That’s pretty neat. Instead of spawning a new process for every new connection like the tcp, udp sockets are handled by only one process for each port.

To use UDP transport, we simply add udp_recv to our Module:

%% file: echo_service.erl 
udp_recv(Socket, Addr, Port, Packet, Opts) ->
    ?ERROR_MSG("udp receive: socket ~p addr ~p port ~p packet ~p opts ~p", [Socket, Addr, Port, Packet, Opts]),
    gen_udp:send(Socket, Addr, Port, Packet).

That’s enough for most purposes, but you must be careful: if the Module:udp_recv/5 call blocks, it blocks any other data to be handled. Hence, in real life applications, get ready to spawn multiple processes to handle the UDP requests!
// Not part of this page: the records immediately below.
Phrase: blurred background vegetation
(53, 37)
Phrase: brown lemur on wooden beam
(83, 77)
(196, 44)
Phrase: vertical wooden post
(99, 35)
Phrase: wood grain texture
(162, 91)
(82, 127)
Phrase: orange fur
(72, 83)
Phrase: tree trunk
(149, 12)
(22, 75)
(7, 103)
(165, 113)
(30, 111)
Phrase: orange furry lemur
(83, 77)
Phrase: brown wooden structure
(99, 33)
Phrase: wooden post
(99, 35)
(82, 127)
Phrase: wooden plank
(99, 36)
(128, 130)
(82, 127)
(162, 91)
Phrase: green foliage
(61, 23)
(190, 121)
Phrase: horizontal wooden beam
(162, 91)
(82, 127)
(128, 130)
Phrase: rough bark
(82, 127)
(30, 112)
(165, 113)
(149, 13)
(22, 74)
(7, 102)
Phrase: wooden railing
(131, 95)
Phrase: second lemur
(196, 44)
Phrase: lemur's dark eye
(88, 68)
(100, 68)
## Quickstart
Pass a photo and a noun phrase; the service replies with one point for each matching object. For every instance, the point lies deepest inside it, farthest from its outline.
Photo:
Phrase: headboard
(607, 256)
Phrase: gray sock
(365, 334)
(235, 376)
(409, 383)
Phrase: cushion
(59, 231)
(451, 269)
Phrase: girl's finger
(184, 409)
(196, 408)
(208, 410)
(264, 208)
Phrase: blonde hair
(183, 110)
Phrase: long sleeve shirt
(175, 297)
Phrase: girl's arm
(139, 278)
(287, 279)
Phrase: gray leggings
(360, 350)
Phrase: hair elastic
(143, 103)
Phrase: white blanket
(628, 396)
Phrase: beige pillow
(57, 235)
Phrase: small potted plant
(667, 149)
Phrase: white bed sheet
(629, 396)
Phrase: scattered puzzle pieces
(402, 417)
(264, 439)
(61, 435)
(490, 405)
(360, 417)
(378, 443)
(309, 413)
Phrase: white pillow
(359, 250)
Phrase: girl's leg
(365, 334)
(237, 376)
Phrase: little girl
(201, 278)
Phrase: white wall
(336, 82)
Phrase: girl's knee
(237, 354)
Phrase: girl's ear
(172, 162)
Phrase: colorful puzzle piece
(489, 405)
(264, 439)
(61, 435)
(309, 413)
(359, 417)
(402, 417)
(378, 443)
Using customized socket options

The ejabberd_listener’s listen options fits our needs in most cases. What if we want customized socket options, other than what the default options, say, we want {packet, 4} to be set before we receive any data from the socket?

That’s easy. First add the options in the config file:

%% file: ejabberd.cfg 
{listen,
  [
   %% ...
   {5556, echo_service, [{packet, 4}]},
   %% …
  ]}

Then we add a setopts step in our echo service module:

%% file: echo_service.erl 
init([{SockMod, CSock}, Opts]) ->
    ?ERROR_MSG("start with sockmod: ~p csock: ~p opts: ~p", [SockMod, CSock, Opts]),
    State = #state{sockmod=SockMod, csock=CSock, opts=Opts},
    set_opts(State),
    activate_socket(State),
    {ok, state_name, State}.
    
set_opts(#state{csock=CSock, opts=Opts}) ->
    Opts1 = lists:filter(fun(inet) -> false;
			    ({packet, _}) -> true;
			    ( _ ) -> false
			 end, Opts),
    inet:setopts(CSock, Opts1).

We have added a filter to filter the options provided, allowing only valid options to be set. Now the echo service listening on 5556/tcp will require a 4-octet header stating the whole packet length, cool isn’t it?

To sum up

We have written a very simple echo service to learn how to use the ejabberd’s socket infrastructure. To write a simple TCP service, we only need to implement the socket_type() to return raw, and spawn a process handling the socket in Mod:start/2. To write a simple UDP service, we only need to provide a udp_recv/5 callback. Things we haven’t covered yet:

  1. What about the TLS transport ? (hint:use the tls module included in ejabberd.)
  2. How to separte socket receiving data and socket handling logic? (hint: start and return your own receiver in your Mod:start).
  3. How to use the builtin ejabberd_receiver and ejabberd_socket? (hint: return xml_stream for socket_type/0).

The above questions are left out as an exercise. Hack on!

Note: All the code in this blog can be accessed at: https://github.com/codescv/ejabberd on branch echo_service.